Durch die Verpflichtung der US-Internetdienstanbieter, Werbenetzwerke, Internet-Zahlungsgateway-Anbieter und Suchmaschinen, Urheberrechtsverletzer auf eine schwarze Liste zu setzen, zielt das bevorstehende Stop Online Piracy Act ( SOPA) darauf ab, The Pirate Bay und andere ähnliche ausländische Seiten in die Knie zu zwingen. Gegen starken Widerstand von Freiheitsbefürwortern und Internetgiganten wie Google, Facebook und Youtube wird SOPA dem Justizministerium die Befugnis geben, eine gerichtliche Anordnung zu beantragen und ISPs sowie Suchmaschinen zu verpflichten, verletzende Websites oder Webseiten auf die schwarze Liste zu setzen.

In Erwartung einer bevorstehenden staatlichen Intervention im DNS-Fluss unterstützte Mozilla eine Open-Source-Browsererweiterung, DeSOPA, um amerikanischen Internetnutzern zu ermöglichen, automatisch eine Verbindung zu ausländischen DNS-Servern herzustellen.
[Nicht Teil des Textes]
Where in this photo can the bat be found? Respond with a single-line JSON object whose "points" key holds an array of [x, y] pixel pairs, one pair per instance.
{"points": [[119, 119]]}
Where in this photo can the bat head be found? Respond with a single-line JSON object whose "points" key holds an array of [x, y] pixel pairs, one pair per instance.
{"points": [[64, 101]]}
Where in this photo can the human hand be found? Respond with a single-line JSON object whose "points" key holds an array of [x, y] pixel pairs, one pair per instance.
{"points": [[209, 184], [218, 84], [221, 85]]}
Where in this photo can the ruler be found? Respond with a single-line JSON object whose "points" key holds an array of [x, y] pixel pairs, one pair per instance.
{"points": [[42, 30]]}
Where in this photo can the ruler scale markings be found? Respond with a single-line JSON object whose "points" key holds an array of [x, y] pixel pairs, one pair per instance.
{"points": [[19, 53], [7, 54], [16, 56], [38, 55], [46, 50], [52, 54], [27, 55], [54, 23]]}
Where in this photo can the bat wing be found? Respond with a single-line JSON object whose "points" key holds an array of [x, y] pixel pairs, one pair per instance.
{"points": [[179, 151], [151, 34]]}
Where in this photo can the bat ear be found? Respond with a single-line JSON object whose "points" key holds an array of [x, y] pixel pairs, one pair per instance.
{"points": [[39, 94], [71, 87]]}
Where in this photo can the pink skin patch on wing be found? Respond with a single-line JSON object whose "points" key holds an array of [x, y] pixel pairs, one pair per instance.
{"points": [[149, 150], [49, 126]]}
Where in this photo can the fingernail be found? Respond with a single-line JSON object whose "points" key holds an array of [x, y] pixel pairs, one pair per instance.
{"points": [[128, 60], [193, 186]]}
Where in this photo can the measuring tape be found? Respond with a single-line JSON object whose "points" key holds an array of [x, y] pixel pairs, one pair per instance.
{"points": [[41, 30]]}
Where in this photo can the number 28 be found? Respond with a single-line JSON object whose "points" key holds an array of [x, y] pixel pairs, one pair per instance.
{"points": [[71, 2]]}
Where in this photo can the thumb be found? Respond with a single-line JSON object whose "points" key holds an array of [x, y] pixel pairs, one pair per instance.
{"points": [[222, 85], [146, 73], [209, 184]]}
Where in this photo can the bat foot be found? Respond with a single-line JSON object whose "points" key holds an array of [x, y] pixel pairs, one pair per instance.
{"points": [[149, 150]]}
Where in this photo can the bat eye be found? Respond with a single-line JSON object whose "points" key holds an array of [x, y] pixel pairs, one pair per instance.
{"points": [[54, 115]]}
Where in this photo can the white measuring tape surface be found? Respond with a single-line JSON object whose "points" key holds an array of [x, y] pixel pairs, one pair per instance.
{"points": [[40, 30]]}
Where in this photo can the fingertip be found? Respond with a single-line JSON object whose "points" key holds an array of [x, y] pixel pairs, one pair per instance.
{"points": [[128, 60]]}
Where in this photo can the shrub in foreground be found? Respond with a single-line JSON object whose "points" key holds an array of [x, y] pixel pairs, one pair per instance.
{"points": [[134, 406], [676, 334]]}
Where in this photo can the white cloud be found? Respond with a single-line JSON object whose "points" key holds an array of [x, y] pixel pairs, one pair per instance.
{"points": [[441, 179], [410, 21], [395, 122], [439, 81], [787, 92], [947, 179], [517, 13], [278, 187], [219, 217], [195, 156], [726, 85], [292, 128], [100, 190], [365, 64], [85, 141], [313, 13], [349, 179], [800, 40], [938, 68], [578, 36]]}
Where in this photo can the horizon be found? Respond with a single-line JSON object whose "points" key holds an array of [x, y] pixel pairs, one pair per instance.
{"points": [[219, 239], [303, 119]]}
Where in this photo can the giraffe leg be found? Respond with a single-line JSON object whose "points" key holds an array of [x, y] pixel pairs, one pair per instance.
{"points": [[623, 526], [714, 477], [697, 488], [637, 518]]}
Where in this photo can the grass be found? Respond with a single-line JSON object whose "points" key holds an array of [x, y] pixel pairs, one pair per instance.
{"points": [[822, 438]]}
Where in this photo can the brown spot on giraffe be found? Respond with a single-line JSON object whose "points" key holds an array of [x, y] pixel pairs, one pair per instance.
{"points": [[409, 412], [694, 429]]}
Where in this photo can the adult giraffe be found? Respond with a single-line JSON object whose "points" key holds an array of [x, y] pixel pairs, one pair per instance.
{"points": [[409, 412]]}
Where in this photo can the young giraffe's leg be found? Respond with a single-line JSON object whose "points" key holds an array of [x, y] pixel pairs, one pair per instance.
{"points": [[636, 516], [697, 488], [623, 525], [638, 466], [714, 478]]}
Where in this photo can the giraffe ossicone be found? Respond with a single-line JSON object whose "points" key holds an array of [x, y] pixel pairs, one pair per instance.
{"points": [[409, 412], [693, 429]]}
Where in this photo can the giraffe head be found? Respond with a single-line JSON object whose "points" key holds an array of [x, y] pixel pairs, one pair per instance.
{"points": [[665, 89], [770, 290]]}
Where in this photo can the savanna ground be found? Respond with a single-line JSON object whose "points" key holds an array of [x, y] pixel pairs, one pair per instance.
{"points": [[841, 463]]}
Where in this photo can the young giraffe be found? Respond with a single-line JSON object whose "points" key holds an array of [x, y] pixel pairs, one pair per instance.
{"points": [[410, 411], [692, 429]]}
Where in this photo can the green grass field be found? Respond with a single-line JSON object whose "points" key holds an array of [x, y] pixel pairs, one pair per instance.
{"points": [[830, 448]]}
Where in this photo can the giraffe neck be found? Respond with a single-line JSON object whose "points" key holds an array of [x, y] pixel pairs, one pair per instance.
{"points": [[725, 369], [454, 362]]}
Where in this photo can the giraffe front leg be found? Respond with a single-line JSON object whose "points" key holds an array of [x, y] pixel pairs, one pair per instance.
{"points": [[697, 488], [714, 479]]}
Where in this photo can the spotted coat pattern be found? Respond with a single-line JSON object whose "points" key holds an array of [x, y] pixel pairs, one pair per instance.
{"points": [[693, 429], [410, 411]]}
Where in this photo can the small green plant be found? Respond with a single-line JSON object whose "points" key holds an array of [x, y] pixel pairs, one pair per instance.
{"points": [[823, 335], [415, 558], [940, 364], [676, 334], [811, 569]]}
Obwohl die kürzliche Änderung von SOPA Sicherheitsprobleme im Zusammenhang mit der Auflösung von Domainnamen ansprach, lässt sie dennoch viele legitime Websites unberechtigt der Zensur durch ISPs und Suchmaschinen ausgesetzt. Nach dem vorgeschlagenen Gesetzesentwurf kann eine ausländische Website, die von einem US-Gericht aufgrund von Urheberrechtsverletzungen eine einstweilige Verfügung erhalten hat, von lokalen ISPs vollständig blockiert werden, selbst wenn das Gericht nur die Entfernung eines bestimmten Inhalts, der auf einer Subdomain gehostet wird, anordnet. Dies wird voraussichtlich die Compliance-Kosten für lokale ISPs senken.

Wie DeSopa funktioniert

Durch die einfache Installation dieser Browsererweiterung können Online-Nutzer auf raubkopierte Inhalte und umstrittene Dienste zugreifen, selbst wenn die DNS-Server ihrer lokalen ISPs diese blockieren. Klicken Sie einfach auf die DeSopa-Schaltfläche, und Firefox sendet die Client-Anfrage an DNS-Server außerhalb der USA. DeSopa wird die IP-Antwort gültiger Server zwischenspeichern, um zukünftige DNS-Anfragen schneller zu lösen.

Wenn DeSopa aktiviert ist, zeigt die Adressleiste des Browsers die IP-Adresse der Website anstelle ihres Domainnamens an. Die IP-Adresse wird sichtbar sein, anstelle des Domainnamens, selbst wenn Sie auf die internen Links klicken.

Nachteile von DeSopa

DeSopa ist bei der ersten Nutzung langsamer im Vergleich zu den von ISPs bereitgestellten DNS-Servern. DeSopa muss die Antworten von drei verschiedenen Offshore-DNS-Diensten vergleichen. Darüber hinaus funktioniert dieses Tool nicht für Millionen von Websites, die auf einem gemeinsamen Server gehostet werden, da sie sich die gleiche IP-Adresse teilen.

Mozilla unter Druck der Regierung

Der DeSopa-Entwickler Tamer Rizk sagte, dass sein Add-On der Beweis dafür ist, dass die Unterdrückung des Internetflusses durch SOPA nicht funktionieren wird. Neben Browser-Workarounds werden Offshore-DNS-Dienste definitiv lukrativer, da sie blockierte, aber beliebte Websites bedienen. Andere, die gegen den Gesetzentwurf sind, führen Sicherheitsbedenken an und argumentieren, dass eine verpflichtende DNS-Filterung amerikanische Nutzer dazu bringen wird, unsichere ausländische DNS-Dienste zu wählen.

Anfang dieses Jahres wurde Mozilla vom Justizministerium aufgefordert, ein Add-On abzulehnen, das automatisch DNS-Workarounds durchführt, um Client-Anfragen für von der Regierung beschlagnahmte Domains zu bedienen. Mozilla weigerte sich nachzugeben und verwies auf das Fehlen eines definitiven Gerichtsurteils zur Rechtmäßigkeit eines solchen Add-Ons.

Dies war ein Gastbeitrag von Bradley Zarich, der die Outsourcing-Operationen von eServe BPO leitet. Er schreibt über drahtlose Geräte, Trends im Satelliten-Breitband, C-Band-Konnektivität und andere technische Themen.